Network Working Group                                Donald Eastlake 3rd
INTERNET-DRAFT                                                  Motorola
Expires: June 2001                                         December 2000


                Protocol versus Document Points of View
                -------- ------ -------- ------ -- ----
                 <draft-eastlake-proto-doc-pov-01.txt>


Status of This Document

   This draft is intended to become an Informational RFC.  It's
   distribution is unlimited. Please send comments to the author.

   This document is an Internet-Draft and is in full conformance with
   all provisions of Section 10 of RFC 2026.  Internet-Drafts are
   working documents of the Internet Engineering Task Force (IETF), its
   areas, and its working groups.  Note that other groups may also
   distribute working documents as Internet-Drafts.

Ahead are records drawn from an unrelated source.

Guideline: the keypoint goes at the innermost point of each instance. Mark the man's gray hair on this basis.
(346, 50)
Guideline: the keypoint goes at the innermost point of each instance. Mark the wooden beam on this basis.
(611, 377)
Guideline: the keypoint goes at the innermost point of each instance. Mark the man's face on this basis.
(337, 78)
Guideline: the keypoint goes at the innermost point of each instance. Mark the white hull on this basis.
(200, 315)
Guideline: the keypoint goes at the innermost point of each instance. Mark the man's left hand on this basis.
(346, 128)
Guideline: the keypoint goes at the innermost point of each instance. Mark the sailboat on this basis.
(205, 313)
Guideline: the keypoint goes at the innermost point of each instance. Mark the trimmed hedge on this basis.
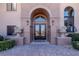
(1, 38)
(75, 40)
(6, 44)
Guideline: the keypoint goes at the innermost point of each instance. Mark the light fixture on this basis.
(52, 22)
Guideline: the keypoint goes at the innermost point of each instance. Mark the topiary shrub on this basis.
(7, 44)
(75, 37)
(75, 40)
(1, 38)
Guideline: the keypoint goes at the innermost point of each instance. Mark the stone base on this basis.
(64, 40)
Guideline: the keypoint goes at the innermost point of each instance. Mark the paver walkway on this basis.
(40, 50)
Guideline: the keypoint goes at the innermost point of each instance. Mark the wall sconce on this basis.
(27, 22)
(52, 22)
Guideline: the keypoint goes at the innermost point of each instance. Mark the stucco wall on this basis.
(76, 14)
(9, 18)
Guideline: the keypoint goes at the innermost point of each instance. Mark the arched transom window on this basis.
(69, 19)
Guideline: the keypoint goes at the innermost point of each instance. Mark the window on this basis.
(69, 19)
(11, 7)
(10, 30)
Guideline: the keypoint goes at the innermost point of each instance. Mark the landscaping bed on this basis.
(75, 40)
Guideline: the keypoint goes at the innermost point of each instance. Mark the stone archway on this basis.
(40, 25)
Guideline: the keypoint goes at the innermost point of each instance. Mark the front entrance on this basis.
(39, 25)
(39, 31)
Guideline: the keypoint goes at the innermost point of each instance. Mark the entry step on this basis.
(40, 42)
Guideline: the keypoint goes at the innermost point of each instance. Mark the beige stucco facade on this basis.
(23, 14)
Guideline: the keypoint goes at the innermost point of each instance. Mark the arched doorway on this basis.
(39, 25)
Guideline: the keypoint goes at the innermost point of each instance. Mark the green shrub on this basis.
(75, 40)
(6, 44)
(69, 35)
(75, 44)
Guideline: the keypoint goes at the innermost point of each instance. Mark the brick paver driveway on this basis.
(40, 50)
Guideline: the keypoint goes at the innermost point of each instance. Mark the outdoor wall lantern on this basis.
(27, 22)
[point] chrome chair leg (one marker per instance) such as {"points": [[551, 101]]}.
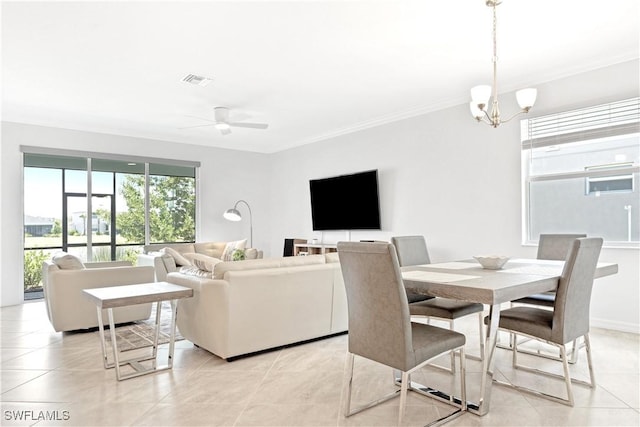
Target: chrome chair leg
{"points": [[565, 367]]}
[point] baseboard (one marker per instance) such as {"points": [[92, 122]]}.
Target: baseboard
{"points": [[616, 326]]}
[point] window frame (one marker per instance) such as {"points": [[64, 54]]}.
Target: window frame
{"points": [[618, 119]]}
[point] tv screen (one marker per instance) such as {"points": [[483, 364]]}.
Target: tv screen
{"points": [[346, 202]]}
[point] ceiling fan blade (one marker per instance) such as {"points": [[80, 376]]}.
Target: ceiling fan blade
{"points": [[198, 126], [249, 125], [199, 118]]}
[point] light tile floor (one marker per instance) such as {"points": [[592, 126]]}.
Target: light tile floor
{"points": [[56, 375]]}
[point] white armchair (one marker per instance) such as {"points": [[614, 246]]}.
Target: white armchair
{"points": [[69, 309]]}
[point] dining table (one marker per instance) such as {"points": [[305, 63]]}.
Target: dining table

   Internet-Drafts are draft documents valid for a maximum of six months
   and may be updated, replaced, or obsoleted by other documents at any
   time.  It is inappropriate to use Internet- Drafts as reference
   material or to cite them other than as "work in progress."

   The list of current Internet-Drafts can be accessed at
   http://www.ietf.org/ietf/1id-abstracts.txt

   The list of Internet-Draft Shadow Directories can be accessed at
   http://www.ietf.org/shadow.html.


Abstract

   Two points of view are contrasted: the "document" point of view,
   where objects of interest are like pieces of paper, and the
   "protocol" point of view where objects of interest are like composite
   protocol messages.  While each point of view has its place,
   inappropriate adherence to a purely document point of view is
   detrimental to protocol design.  By understanding both of these
   points of view, conflicts between them will be lessened.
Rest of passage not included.